The San Francisco-based lender posted $11.69 billion in net interest income, down 11% from the same quarter last year and less than FactSet’s estimate of $11.9 billion. Wells said the drop was due to higher funding costs amid customers’ migration to higher-yielding deposit products.
“Our earnings profile is very different than five years ago, as we have been making strategic investments in many of our businesses and downgrading or selling others,” CEO Charles Scharf said in a statement. “Our revenue streams are more diverse and fee-based income grew 16% during the first nine months of the year, largely offsetting headwinds in net interest income.”

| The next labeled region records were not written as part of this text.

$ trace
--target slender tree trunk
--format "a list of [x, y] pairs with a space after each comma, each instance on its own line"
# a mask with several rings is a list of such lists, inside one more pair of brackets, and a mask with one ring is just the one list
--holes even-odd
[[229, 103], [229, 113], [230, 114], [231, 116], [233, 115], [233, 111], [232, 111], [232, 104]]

Wells saw its net income fall to $5.11 billion, or $1.42 per share, in the third quarter, from $5.77 billion, or $1.48 per share, during the same quarter a year earlier. Net income included $447 million, or 10 cents per share, in losses on debt securities, the company said. Revenue fell to $20.37 billion from $20.86 billion a year ago.
The bank set aside $1.07 billion as a provision for credit losses, compared with $1.2 billion last year.
Wells repurchased $3.5 billion in common stock in the third quarter, bringing its nine-month total to more than $15 billion, or a 60% increase from a year earlier.
The bank’s shares have gained 17% in 2024, lagging the S&P 500.